The commands are as follows.

cd memory-and-anticipation-transformer
# Training from scratch
python tools/train_net.py --config_file $PATH_TO_CONFIG_FILE --gpu $CUDA_VISIBLE_DEVICES
# Finetuning from a pretrained model
python tools/train_net.py --config_file $PATH_TO_CONFIG_FILE --gpu $CUDA_VISIBLE_DEVICES \
    MODEL.CHECKPOINT $PATH_TO_CHECKPOINT

Online Inference

There are two kinds of evaluation methods in our code.

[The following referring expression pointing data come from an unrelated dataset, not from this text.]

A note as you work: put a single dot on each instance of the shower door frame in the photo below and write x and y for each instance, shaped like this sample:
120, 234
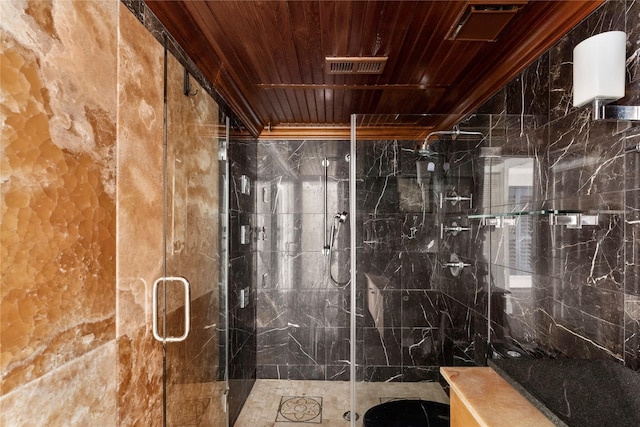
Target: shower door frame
213, 392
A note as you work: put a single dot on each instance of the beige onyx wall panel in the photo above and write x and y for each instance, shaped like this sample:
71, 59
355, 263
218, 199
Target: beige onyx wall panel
140, 237
58, 207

First, you can use the config SOLVER.PHASES "['train', 'test']" during training. This process devides each test video into non-overlapping samples, and makes prediction on the all the frames in the short-term memory as if they were the latest frame. Note that this evaluation result is not the final performance, since (1) for most of the frames, their short-term memory is not fully utlized and (2) for simplicity, samples in the boundaries are mostly ignored.
```
cd memory-and-anticipation-transformer
# Inference along with training
python tools/train_net.py --config_file $PATH_TO_CONFIG_FILE --gpu $CUDA_VISIBLE_DEVICES \
    SOLVER.PHASES "['train', 'test']"
```
Second, you could run the online inference in batch mode. This process evaluates all video frames by considering each of them as the latest frame and filling the long- and short-term memories by tracing back in time. Note that this evaluation result matches the numbers reported in the paper. On the other hand, this mode can run faster when you use a large batch size, and we recomand to use it for performance benchmarking.
```
cd memory-and-anticipation-transformer
# Online inference in batch mode
python tools/test_net.py --config_file $PATH_TO_CONFIG_FILE --gpu $CUDA_VISIBLE_DEVICES \
    MODEL.CHECKPOINT $PATH_TO_CHECKPOINT MODEL.LSTR.INFERENCE_MODE batch
```

Main Results and checkpoints

THUMOS14

method	feature	mAP (%)	config	checkpoint
MAT	Anet v1.3	70.5	yaml	Download
MAT	Kinetics	71.6	yaml	Download

EK100

method	feature	verb (overall)	noun (overall)	action (overall)	config	checkpoint
MAT	RGB+FLOW	35.0	38.8	19.5	yaml	Download

Citations

If you are using the data/code/model provided here in a publication, please cite our paper:

@inproceedings{wang2023memory,
               title={Memory-and-Anticipation Transformer for Online Action Understanding},
               author={Wang, Jiahao and Chen, Guo and Huang, Yifei and Wang, Limin and Lu, Tong},
               booktitle={Proceedings of the IEEE/CVF International Conference on Computer Vision},
               pages={13824--13835},
               year={2023}
}

License

This project is licensed under the Apache-2.0 License.

Acknowledgements

This codebase is built upon LSTR.

The code snippet for evaluation on EK100 is borrowed from TeSTra.

Also, thanks to Mingze Xu and Yue Zhao for assistance to reproduce the feature.